Keeping up appearances at Copenhagen

John Key turns out to be a slow follower: a ticket to Copenhagen, long after dozens of other heads of government have bought theirs.

He gets to have dinner with the Queen — Denmark’s, not his — then a day of schmoozing, all to limited avail except that not to be there sends a message of insincerity.

That is important because for New Zealand climate change is primarily a reputational issue.

If climate change takes the course United Nations scientists predict, we will be among the least affected of countries — though we will have a responsibility to worse-hit Pacific island states.

But long before things go bad, this country may strike a different change of climate — in international acceptability of its products and services.

Winegrowers and horticulturalists know that multinational retail chains are the “new regulators”, seeking branding as reliable suppliers to picky consumers in middle-class Asia as well as rich Europe and North America.

Low scores for environmental performance — for example, degraded waterways — and for greenhouse gas emissions could cut premiums for food, forest products and tourism or even lose sales. Wholesalers are starting to refuse to book tourists into facilities that don’t meet environmental minimums.

So a show of intent at Copenhagen is important.

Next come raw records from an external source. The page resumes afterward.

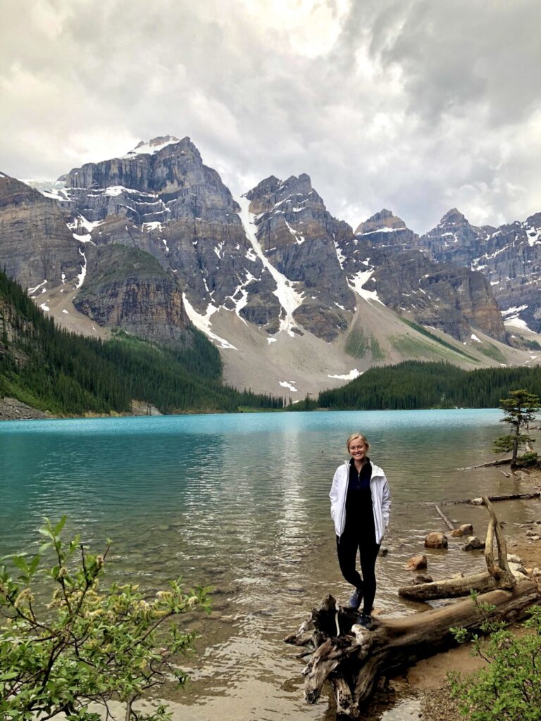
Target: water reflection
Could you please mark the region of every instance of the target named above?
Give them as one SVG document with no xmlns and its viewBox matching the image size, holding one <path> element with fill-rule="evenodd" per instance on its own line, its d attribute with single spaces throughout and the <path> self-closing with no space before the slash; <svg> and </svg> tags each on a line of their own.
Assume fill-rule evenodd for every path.
<svg viewBox="0 0 541 721">
<path fill-rule="evenodd" d="M 458 466 L 491 459 L 498 411 L 257 414 L 38 421 L 0 425 L 0 554 L 36 542 L 43 517 L 68 514 L 69 529 L 96 547 L 113 541 L 109 574 L 149 590 L 182 575 L 214 587 L 214 611 L 195 619 L 203 637 L 187 662 L 193 681 L 171 690 L 176 717 L 322 720 L 302 702 L 302 663 L 281 639 L 332 591 L 349 593 L 335 559 L 328 492 L 360 430 L 391 484 L 391 527 L 377 561 L 377 606 L 411 613 L 397 596 L 405 559 L 441 530 L 421 505 L 505 492 L 497 469 Z M 531 506 L 498 513 L 528 520 Z M 483 535 L 483 509 L 448 506 Z M 429 554 L 438 578 L 483 565 L 450 541 Z"/>
</svg>

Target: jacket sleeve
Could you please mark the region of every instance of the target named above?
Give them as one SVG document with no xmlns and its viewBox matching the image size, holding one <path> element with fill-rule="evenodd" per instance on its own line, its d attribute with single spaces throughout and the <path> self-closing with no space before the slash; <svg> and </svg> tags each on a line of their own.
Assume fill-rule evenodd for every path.
<svg viewBox="0 0 541 721">
<path fill-rule="evenodd" d="M 382 494 L 382 516 L 383 516 L 384 530 L 389 525 L 389 517 L 391 514 L 391 492 L 389 484 L 387 482 L 387 477 L 383 484 L 383 492 Z"/>
<path fill-rule="evenodd" d="M 333 477 L 333 484 L 330 487 L 330 492 L 329 493 L 329 497 L 330 498 L 330 517 L 333 521 L 335 520 L 335 513 L 336 513 L 336 508 L 338 505 L 338 469 L 337 468 L 335 471 L 335 474 Z"/>
</svg>

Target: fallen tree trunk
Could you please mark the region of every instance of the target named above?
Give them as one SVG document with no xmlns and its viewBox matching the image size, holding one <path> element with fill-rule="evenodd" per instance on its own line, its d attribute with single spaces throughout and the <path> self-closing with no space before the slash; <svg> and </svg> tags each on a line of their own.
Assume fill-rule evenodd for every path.
<svg viewBox="0 0 541 721">
<path fill-rule="evenodd" d="M 441 510 L 441 509 L 437 505 L 437 503 L 434 503 L 434 508 L 436 510 L 436 513 L 438 514 L 438 516 L 440 517 L 440 518 L 441 518 L 441 520 L 445 523 L 445 525 L 447 526 L 447 528 L 449 528 L 449 531 L 454 531 L 454 523 L 452 523 L 452 521 L 451 521 L 447 518 L 447 516 L 445 515 L 445 513 L 444 513 L 443 510 Z"/>
<path fill-rule="evenodd" d="M 498 461 L 489 461 L 488 463 L 480 463 L 478 466 L 467 466 L 465 468 L 457 468 L 457 471 L 473 471 L 476 468 L 492 468 L 494 466 L 508 466 L 512 458 L 501 458 Z"/>
<path fill-rule="evenodd" d="M 467 575 L 454 576 L 441 581 L 400 586 L 398 595 L 413 601 L 430 601 L 433 598 L 454 598 L 467 596 L 474 590 L 480 593 L 493 588 L 512 588 L 516 583 L 507 562 L 507 546 L 501 526 L 496 517 L 488 496 L 483 496 L 483 504 L 491 516 L 485 542 L 486 570 Z M 437 506 L 436 506 L 437 508 Z M 498 549 L 498 562 L 494 560 L 494 540 Z"/>
<path fill-rule="evenodd" d="M 455 627 L 478 631 L 487 619 L 506 623 L 519 620 L 540 598 L 537 586 L 525 580 L 511 590 L 483 594 L 477 603 L 466 598 L 426 613 L 375 619 L 374 629 L 368 631 L 352 622 L 355 614 L 351 609 L 337 606 L 333 596 L 327 596 L 322 606 L 312 611 L 314 634 L 321 642 L 303 672 L 306 699 L 315 703 L 329 678 L 338 712 L 358 718 L 359 705 L 369 699 L 382 673 L 395 672 L 454 645 L 456 642 L 451 629 Z M 483 612 L 480 604 L 494 608 Z M 323 627 L 335 628 L 337 623 L 340 635 L 336 635 L 335 630 L 331 635 L 323 632 Z M 286 640 L 294 643 L 296 635 L 291 634 Z"/>
<path fill-rule="evenodd" d="M 541 592 L 529 580 L 516 583 L 509 570 L 500 524 L 488 498 L 483 496 L 483 500 L 491 516 L 485 549 L 487 571 L 476 576 L 413 588 L 424 586 L 426 589 L 448 584 L 439 596 L 450 595 L 449 584 L 452 583 L 455 588 L 461 585 L 465 593 L 472 588 L 484 590 L 483 584 L 499 588 L 476 599 L 466 598 L 425 613 L 376 619 L 371 630 L 357 624 L 356 611 L 338 606 L 332 596 L 326 596 L 318 609 L 312 609 L 296 633 L 285 640 L 314 650 L 303 671 L 304 696 L 309 703 L 315 703 L 328 679 L 333 685 L 338 713 L 359 718 L 359 705 L 369 699 L 381 674 L 396 672 L 453 645 L 456 641 L 452 629 L 456 627 L 479 632 L 488 621 L 518 621 L 527 615 L 532 605 L 541 601 Z M 493 552 L 495 540 L 497 558 Z M 482 578 L 477 578 L 480 575 Z M 300 655 L 309 653 L 304 651 Z"/>
</svg>

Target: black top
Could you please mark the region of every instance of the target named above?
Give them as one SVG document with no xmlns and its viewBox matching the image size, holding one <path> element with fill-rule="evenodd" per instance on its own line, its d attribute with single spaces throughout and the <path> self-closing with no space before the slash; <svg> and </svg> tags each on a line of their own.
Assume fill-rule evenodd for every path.
<svg viewBox="0 0 541 721">
<path fill-rule="evenodd" d="M 344 531 L 353 531 L 360 536 L 373 538 L 375 533 L 372 493 L 370 479 L 372 464 L 369 459 L 360 471 L 355 467 L 353 459 L 349 462 L 348 495 L 346 497 L 346 528 Z"/>
</svg>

Key has also to ensure there is not another change of climate — in goodwill toward New Zealand in the negotiations.

Whatever the “deniers” and “sceptics” say, of whom Key’s caucus has a fair number, too many heavyweight global political leaders are now taking the United Nations science seriously.

As a mini-country, New Zealand has no real choice but to be a good international citizen. That doesn’t automatically get rewarded but helps get a hearing on things that matter to us.

New Zealand co-chairs a working group on forestry, which ups the chances of getting a better deal than under Kyoto on flexibility in dealing with pre-1990 forests and on improving carbon uptake by indigenous forests (like reducing the damage by goats, deer and possums). It also wins credibility because slowing the destruction of forests in developing countries — one-fifth of global emissions — is a major issue for negotiators.

New Zealand is also a go-between for rich and poor countries on agriculture, having worked with the latter on that issue. Agriculture accounts for one-seventh of the world’s emissions in various forms — and food demand is rising. Officials say the “global alliance” New Zealand hopes to lead on agriculture emissions research has been well received.

So at the talks which run for two weeks from today New Zealand will be a small but relevant voice. Key’s presence on the last day underlines that. His fear of being associated with failure misread what is really involved.

But, for all that, why bother? There will be no ratifiable legal agreement there. That has long been agreed. So won’t Copenhagen just be hot air?

Not so, officials say. There is growing optimism of a high level agreement, with numbers, that will generate a political-moral momentum that makes a legal agreement potentially achievable in 2010 or 2011. Key has to be there for that.

The core of a high-level agreement is 2020 targets for emissions cuts by “developed” countries and targets for reducing emissions intensity for “advanced developing” countries such as China and Brazil. The quote marks are there because Singapore and South Korea, by an accident of the original “convention”, are classed as “developing” though they are now “developed” and richer than New Zealand.

Agreement is also needed on mechanisms to reach those targets and to measure and verify what countries do. There is a huge amount of work to do on forests, agriculture, ships and aircraft, offsets, financing efforts in less-well-off countries and transfer of climate combat technology.

Many countries are taking targets to Copenhagen. Norway tops the “developed” group, with a 40 per cent cut in emissions compared with 1990. China and India have said they will cut current emissions intensity by 40 per cent and 24 per cent respectively.

How believable are the politicians? There will be deceit and/or sleight of hand, even by the European Union which claims climate leadership. Policing any arrangements will be devilishly difficult. Chinese windfarms came under the microscope this week.

And even if the targets are all met in full, they would likely leave emissions above levels in 2020 consistent with holding warming to 2 degrees, the goal in front of negotiators this week.

But if the Copenhagen process ties in all countries in some way, that would be a basis for a more ambitious deal late next decade. By then, if the United Nations scientists are right, there might also be enough damage and, as a result, popular concern to push governments harder.

Key — once a climate change sceptic — had cause to be sceptical about this month’s talks. But Prime Minister Key in 2017 might be pleased he went.